The service says a measure of total atmospheric moisture over San Diego Thursday morning was a record for the fall-winter-spring season.
The Palomar astronomical observatory in north San Diego County recorded 10.1 inches (25.6 centimeters) of rain, its wettest day ever.
Scattered showers and snow are expected for an already soaked California, prompting authorities to issue a flood warning for coastal areas and a winter storm warning for mountainous regions.
Officials say Interstate 80 in the Sierra Nevada is closed Friday from the small community of Colfax to the Nevada border because of whiteout conditions. They say dangerous travel conditions will continue through early Sunday.
The area is expected to receive at least 3 feet (0.9 meters) of new snow.
In the San Francisco Bay Area, the westbound lanes of Highway 36 in the city of Novato were closed after a levee breached and flooded it. That complicated the commute for thousands of motorists.
Officials issued a flood warning lasting through Saturday for the community of Guerneville north of San Francisco because the Russian River surpassed flood stage overnight.
Authorities warn that mudslides are still possible even after a damaging storm moved through California.
April Newman, spokeswoman for Riverside County Fire Department, says crews will continue damage assessments Friday.

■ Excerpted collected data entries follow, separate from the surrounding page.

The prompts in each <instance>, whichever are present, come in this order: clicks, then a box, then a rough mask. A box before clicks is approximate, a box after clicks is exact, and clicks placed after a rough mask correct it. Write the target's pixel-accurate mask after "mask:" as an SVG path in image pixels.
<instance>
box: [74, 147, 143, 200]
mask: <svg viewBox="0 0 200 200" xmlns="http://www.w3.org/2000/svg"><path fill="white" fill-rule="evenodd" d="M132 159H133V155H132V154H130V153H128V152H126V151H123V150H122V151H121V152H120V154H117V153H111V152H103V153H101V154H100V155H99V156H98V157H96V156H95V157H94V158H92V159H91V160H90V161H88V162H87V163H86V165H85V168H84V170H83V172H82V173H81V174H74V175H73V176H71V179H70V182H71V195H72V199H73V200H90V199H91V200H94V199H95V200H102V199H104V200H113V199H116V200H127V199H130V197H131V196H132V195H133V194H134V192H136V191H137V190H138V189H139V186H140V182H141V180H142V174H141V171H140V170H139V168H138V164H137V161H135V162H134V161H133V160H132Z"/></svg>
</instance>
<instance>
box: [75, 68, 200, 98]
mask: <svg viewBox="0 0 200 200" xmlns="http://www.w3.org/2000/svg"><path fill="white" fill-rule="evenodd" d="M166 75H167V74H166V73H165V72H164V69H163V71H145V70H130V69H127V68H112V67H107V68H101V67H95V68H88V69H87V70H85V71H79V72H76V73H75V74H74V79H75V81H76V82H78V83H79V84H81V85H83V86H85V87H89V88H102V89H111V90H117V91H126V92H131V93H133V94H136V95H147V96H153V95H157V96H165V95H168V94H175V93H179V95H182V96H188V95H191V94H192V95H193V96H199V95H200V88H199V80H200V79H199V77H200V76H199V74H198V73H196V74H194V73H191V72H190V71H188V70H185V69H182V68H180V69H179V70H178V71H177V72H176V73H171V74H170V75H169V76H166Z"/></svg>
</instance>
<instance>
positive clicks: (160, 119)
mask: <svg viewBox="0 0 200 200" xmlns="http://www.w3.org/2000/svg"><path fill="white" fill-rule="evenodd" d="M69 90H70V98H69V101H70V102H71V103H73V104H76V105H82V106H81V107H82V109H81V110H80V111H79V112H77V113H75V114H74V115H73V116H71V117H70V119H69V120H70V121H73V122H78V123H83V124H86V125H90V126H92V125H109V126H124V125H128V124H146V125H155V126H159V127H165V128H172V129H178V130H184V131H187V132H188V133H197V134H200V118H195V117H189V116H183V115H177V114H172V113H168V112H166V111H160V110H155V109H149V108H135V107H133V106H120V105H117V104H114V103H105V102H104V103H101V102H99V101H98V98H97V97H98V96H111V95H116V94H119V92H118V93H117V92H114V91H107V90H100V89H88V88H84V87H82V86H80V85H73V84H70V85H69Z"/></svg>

The powerful system unleashed rain, snow and wind across the U.S. West into Wyoming and Colorado.
In California, roads were washed away, people were trapped in rising floodwaters and debris flows destroyed homes. At least two deaths were reported: a man who was paddle-boarding down a surging storm channel in Escondido and a woman who suffered a heart attack while being rescued from rising waters in Corona.
Some evacuation warnings remain in place for neighborhoods near wildfire burn areas southeast of Los Angeles.